Layer caching makes rebuilds fast. The key rule: put things that change rarely at the top.

FROM mcr.microsoft.com/playwright:v1.44.0-jammy

WORKDIR /app

# 1. Copy dependency files (rarely change)
COPY package.json package-lock.json ./
# This layer is cached until package.json changes
RUN npm ci

# 2. Copy the rest (changes every commit)
COPY . .

CMD ["npx", "playwright", "test"]

If you only changed test files, Docker reuses the npm ci layer from cache.

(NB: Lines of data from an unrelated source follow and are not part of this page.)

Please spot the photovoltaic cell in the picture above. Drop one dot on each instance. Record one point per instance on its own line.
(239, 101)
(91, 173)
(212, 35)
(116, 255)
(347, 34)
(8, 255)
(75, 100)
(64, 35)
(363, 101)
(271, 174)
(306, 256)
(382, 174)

Build time: seconds instead of minutes.

CI/CD Integration

GitHub Actions

# .github/workflows/playwright.yml
name: Playwright Tests

on: [push, pull_request]

jobs:
  test:
    runs-on: ubuntu-latest
    
    steps:
      - uses: actions/checkout@v4
      
      - name: Build test image
        run: docker build -t playwright-tests .
      
      - name: Run tests
        run: |
          docker run \
            -v ${{ github.workspace }}/playwright-report:/app/playwright-report \
            -e BASE_URL=${{ secrets.STAGING_URL }} \
            playwright-tests
      
      - name: Upload report
        uses: actions/upload-artifact@v4
        if: always()
        with:
          name: playwright-report
          path: playwright-report/

GitLab CI

# .gitlab-ci.yml
test:
  image: docker:latest
  services:
    - docker:dind
  script:
    - docker build -t tests .
    - docker run 
        -v $(pwd)/playwright-report:/app/playwright-report
        -e BASE_URL=$STAGING_URL
        tests
  artifacts:
    when: always
    paths:
      - playwright-report/

Useful Docker Commands for QA

# List running containers
docker ps

# List all images
docker images

# Stop all running containers
docker stop $(docker ps -q)

# Remove all stopped containers
docker container prune

# Remove unused images
docker image prune

# Follow container logs
docker logs -f <container-id>

# Open a shell inside a running container (great for debugging)
docker exec -it <container-id> /bin/bash

# Run a container interactively
docker run -it my-playwright-tests /bin/bash

Debugging Inside a Container

When tests fail only in the container:

# Start container with shell instead of tests
docker run -it my-playwright-tests /bin/bash

# Now you're inside the container
# Check what's installed
node --version
npx playwright --version

# Run tests manually
npx playwright test tests/login.spec.ts --headed --debug

# Check environment variables
env | grep BASE_URL

Common issues:

  • BASE_URL pointing to localhost (works on host, fails in container — use service name instead)
  • Missing environment variables
  • File permissions (files created outside container might be owned by root inside)

The Official Playwright Docker Image

# Pull the latest Playwright image
docker pull mcr.microsoft.com/playwright:v1.44.0-jammy

# See what's inside
docker run -it mcr.microsoft.com/playwright:v1.44.0-jammy /bin/bash

# Check installed browsers
npx playwright install --list

Tags to know:

  • v1.44.0-jammy — specific Playwright version on Ubuntu 22.04 (Jammy)
  • latest — latest version (can break when Playwright updates)
  • Always pin to a specific version in production

Summary

| Concept | What it is |

|---------|-----------|

| Image | Blueprint with software pre-installed |

| Container | Running instance of an image |

| Dockerfile | Instructions to build a custom image |

| Docker Compose | Run multiple containers together |

| Volume mount | Share files between host and container |

For Playwright specifically:

1. Use mcr.microsoft.com/playwright as base image — browsers included

2. Mount report directories so results survive container stop

3. Use Compose to start your app + tests together

4. Pin image versions — latest causes surprise breaks

Docker turns "works on my machine" into "works everywhere." For QA, that means your tests are actually testing the software, not fighting environment differences.